杉2本、2トン車2台

今日もまた支障木の伐採である。

私は雑用係兼特殊伐採担当という役回りになっているので、なかなか普通の間伐のレポートが書けない。まぁきこりの仕事は木を伐ることなんだから、これでいいのだけど。

波田町で杉2本、新築した住宅の西南側に高さ19mほどの杉が並んでいた。もともとこのあたりは杉林だったらしいが、宅地化するために伐採され、境界線上にわずかに木が残っていた。この状況では、冬には3時前に日が陰ってしまうし、春にはマトモに花粉のシャワーを浴びることになる。
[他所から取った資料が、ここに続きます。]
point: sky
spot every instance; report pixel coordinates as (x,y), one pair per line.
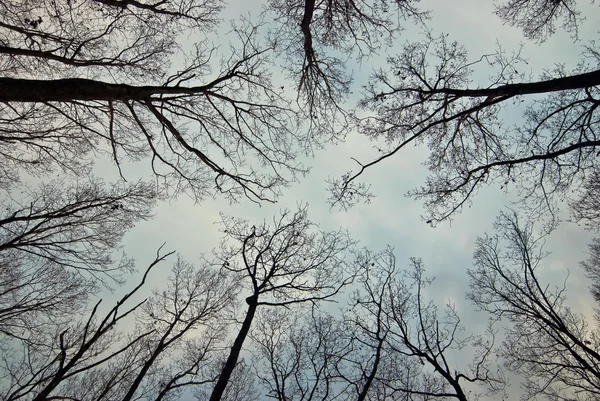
(391,218)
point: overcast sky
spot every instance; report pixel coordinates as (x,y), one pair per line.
(391,218)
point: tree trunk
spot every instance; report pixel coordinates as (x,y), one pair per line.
(579,81)
(235,352)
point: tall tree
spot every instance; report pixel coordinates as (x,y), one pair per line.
(552,347)
(286,264)
(317,38)
(86,77)
(425,96)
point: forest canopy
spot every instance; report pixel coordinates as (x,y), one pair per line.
(113,111)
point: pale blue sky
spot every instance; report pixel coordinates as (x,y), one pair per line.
(391,218)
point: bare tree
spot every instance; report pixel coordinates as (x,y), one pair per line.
(57,244)
(552,347)
(390,344)
(297,354)
(424,97)
(537,18)
(405,347)
(99,80)
(284,265)
(177,331)
(316,38)
(76,226)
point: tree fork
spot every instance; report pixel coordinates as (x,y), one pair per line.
(579,81)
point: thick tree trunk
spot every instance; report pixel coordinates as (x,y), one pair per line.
(69,89)
(235,352)
(579,81)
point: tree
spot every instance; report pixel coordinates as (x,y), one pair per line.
(97,81)
(553,348)
(57,246)
(317,38)
(174,342)
(390,344)
(424,96)
(177,331)
(285,265)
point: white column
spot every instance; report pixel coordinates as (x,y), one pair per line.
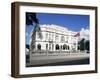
(76,43)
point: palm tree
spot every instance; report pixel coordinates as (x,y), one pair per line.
(31,19)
樹齢40年、胸高直径50cm、地上4mまでは枝打ちしてあるが、その先は枝がびっしり。独立樹なのでたっぷりの日光をあびで枝を思いっきりのばし、毎年1センチ以上も太ってきた木だ。ちょうど段丘上で谷の出口にあたる場所で、土壌はかなり湿っぽい様子。こういう場所の杉は、ブクブク太って材質は悪いことが多い。太い木だがあまり期待はしない。

住宅横の狭い場所なので、登っていって頭を4mほど落としてから倒すことに。枝があまりに太くて数が多いので、枝打ちをしながらでないと登ることができない。太い枝は4~5センチほどもあるが、こういう枝落としにはチェーンソーは使わない。今日は「切れ味世界一」という商品名の、新潟は三条の竹内鋸製作所の鋸をつかった、杉の枝落としには最適。軽い力でも楽に切れるカミソリのような鋸だ。ただ刃がとても脆いので欠けないように注意が必要。
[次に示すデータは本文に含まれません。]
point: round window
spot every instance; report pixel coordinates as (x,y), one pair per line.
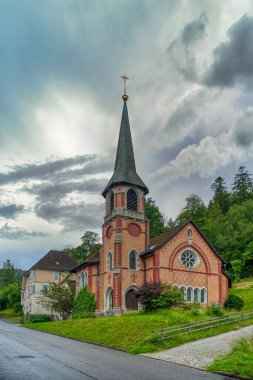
(189,259)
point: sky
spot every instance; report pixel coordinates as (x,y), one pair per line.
(190,108)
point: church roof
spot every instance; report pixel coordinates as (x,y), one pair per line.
(90,260)
(124,169)
(55,260)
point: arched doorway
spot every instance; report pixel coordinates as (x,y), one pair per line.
(109,299)
(131,300)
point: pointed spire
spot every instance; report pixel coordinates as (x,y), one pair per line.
(124,169)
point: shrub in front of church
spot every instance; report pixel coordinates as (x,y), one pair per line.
(234,302)
(155,295)
(84,305)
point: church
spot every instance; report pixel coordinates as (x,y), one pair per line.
(128,258)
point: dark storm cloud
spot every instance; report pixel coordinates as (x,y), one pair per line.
(73,217)
(181,50)
(233,60)
(55,192)
(243,131)
(10,211)
(12,233)
(91,164)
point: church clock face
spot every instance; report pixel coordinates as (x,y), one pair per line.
(189,259)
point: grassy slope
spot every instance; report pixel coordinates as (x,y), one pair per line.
(134,332)
(239,361)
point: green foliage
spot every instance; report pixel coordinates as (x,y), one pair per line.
(59,298)
(7,273)
(85,304)
(194,209)
(90,244)
(156,218)
(155,295)
(237,268)
(234,302)
(215,310)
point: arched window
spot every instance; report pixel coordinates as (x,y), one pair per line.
(109,262)
(184,291)
(132,260)
(112,201)
(132,200)
(203,295)
(196,295)
(189,294)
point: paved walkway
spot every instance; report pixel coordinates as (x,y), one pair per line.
(203,352)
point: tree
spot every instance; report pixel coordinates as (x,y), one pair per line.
(156,218)
(242,186)
(59,298)
(194,209)
(90,244)
(220,196)
(7,273)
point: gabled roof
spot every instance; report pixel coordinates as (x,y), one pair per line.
(165,237)
(55,260)
(124,169)
(90,260)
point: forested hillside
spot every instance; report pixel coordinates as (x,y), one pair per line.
(227,221)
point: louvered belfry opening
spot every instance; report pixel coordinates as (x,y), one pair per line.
(112,201)
(132,200)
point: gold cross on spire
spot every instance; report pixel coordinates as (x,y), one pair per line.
(125,78)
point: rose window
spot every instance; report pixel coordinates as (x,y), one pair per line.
(189,259)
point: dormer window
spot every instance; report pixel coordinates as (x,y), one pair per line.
(132,200)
頂上部分を2mずつ2回にわけて切る。折からの強い西風。風向きはよかったのだが、さすがに強すぎ。地上17mで風に揺れる木にしがみついてしばしやり過ごす。その光景がよほど珍しかったようで、隣の家のおじさんが写真を撮っている。

頭を4m切ったので、あとはそのまま倒すことに。ただし、重心が低くなってしまったので、簡単には倒れない。大きなクサビを3本使ってやっと倒れた。
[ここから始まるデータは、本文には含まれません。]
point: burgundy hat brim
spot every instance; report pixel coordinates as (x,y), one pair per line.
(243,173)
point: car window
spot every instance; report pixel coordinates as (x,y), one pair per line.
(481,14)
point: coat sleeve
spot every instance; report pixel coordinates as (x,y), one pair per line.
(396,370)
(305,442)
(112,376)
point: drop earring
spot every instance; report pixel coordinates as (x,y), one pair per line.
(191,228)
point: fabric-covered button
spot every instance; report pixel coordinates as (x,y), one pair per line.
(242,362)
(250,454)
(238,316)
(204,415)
案の定、芯腐れである。地上から30cmくらいまで中心に穴が空いている。こういう湿気地の杉にときどき見られるものだ。樹形はきれいだったが、残念ながら長生きはできない木だったようだ。

今回はたった2本だったので、2トンのクレーン付き(いわゆるユニック)トラックで運び出すことに。元から3玉、計6本の丸太を積んだが、2t車としてはほぼ満載状態に。

問題は枝。これが大量に出たのだが、片づけなければならない。こちらは2tダンプにコンパネでアオリを立てたものが超満載。伐採よりもこの枝の積み込みのほうが重労働だった。

年輪の粗い低質材なので市場で売ってもおそらく全部で1万円程度にしかならない。ちょうどトラックの借り賃くらいか。今回はトラックの持ち主が借り賃の代わりに引き取ってくれることになった。簡易製材機ホリゾンで製材して使うということだ。

生活のじゃまになるからという事で伐採される支障木だが、ただ安く売ってしまうより使われ方が目に見えるほうがうれしい。